I refused to turn on the heat the last few weeks, holding out defiantly against the rainy, cold days. I just couldn't bring myself to switch on the thermostat. I didn't even want to wear a coat outside—c'mon, it's May!!! I empathized with the plants, their leaves poking out in hopes of a nice sunny day, but greeted instead by cold rain.
So I stayed inside and baked up a pan of lasange instead. I heralded summer by using tomato sauce that I canned last year, encouraged spring by adding fresh steamed spinach from the market, mixed it with sauteed, ground Gold n' Plump chicken and red onions, and layered a simple ricotta-egg mixture. It was so delicious!
And now that the weather has warmed and the sun is out, well, all I have to do is pop the leftovers in the microwave. Lasagne—and the sun—two gifts that keep giving.
2 tbsp olive oil
1 pound Gold N' Plump ground chicken
1 medium red onion, diced
1 clove garlic
1 lb baby spinach, steamed and drained
16 oz container ricotta
8 oz cottage cheese
¾ pound shredded mozarella
1 package no-boil lasagne noodles
1 jar tomato sauce
oregano, thyme, basil, other yummy herbs
Preheat oven to 350.
Mix egg, ricotta, cottage cheese, salt, pepper and spices in a bowl.
Sautee red onion until soft, add in ground Gold n' Plump chicken and cook until done. Squeeze garlic clove and mix, salt to taste, some oregano if you like.

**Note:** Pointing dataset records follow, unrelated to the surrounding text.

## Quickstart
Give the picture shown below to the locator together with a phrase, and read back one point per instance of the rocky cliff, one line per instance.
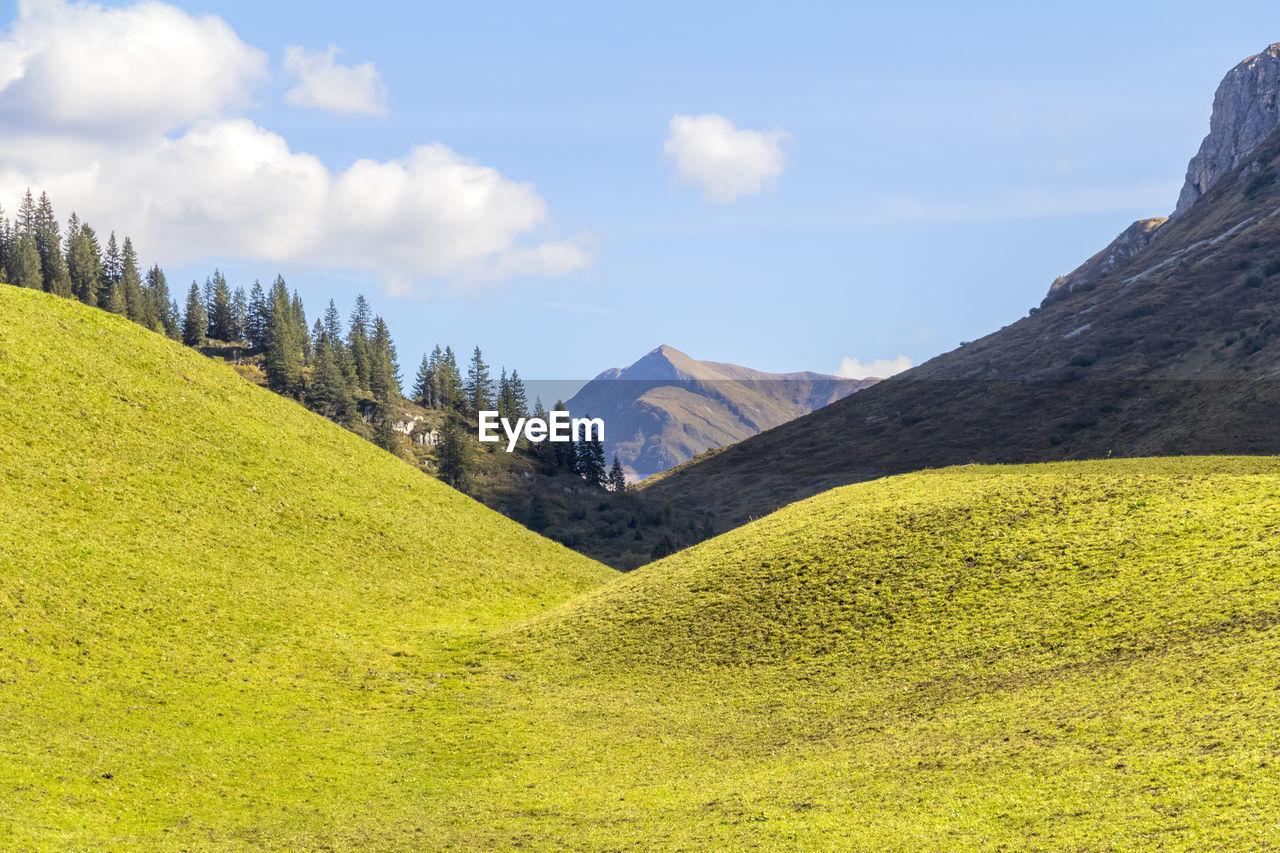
(1246, 112)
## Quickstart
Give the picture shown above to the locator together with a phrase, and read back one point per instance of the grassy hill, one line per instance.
(1173, 349)
(1068, 656)
(228, 624)
(223, 620)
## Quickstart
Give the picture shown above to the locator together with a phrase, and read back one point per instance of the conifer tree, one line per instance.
(255, 325)
(195, 323)
(453, 454)
(617, 477)
(218, 305)
(137, 308)
(519, 397)
(49, 245)
(479, 386)
(83, 261)
(110, 274)
(283, 360)
(424, 382)
(359, 341)
(328, 392)
(451, 382)
(23, 261)
(158, 291)
(240, 314)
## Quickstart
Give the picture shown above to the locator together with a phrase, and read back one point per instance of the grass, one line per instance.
(225, 624)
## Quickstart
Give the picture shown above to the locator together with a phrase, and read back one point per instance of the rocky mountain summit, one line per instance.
(1246, 112)
(1166, 342)
(667, 407)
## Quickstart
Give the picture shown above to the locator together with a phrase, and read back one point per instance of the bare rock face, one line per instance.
(1246, 110)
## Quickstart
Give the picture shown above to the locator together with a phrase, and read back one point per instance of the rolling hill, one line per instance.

Layer it however you wish.
Here's how I did it:
Put a bit of tomato sauce in pan. Layer noodles on top, then cheese mixture, then meat mixture, some mozarella, then sauce
Add another noodle layer, more cheese mixture, spinach, sauce and mozarella
Top with final noodle layer, sauce and mozarella
Bake covered about 30 minutes, then uncover and bake about 10-15 minutes until just golden around edges.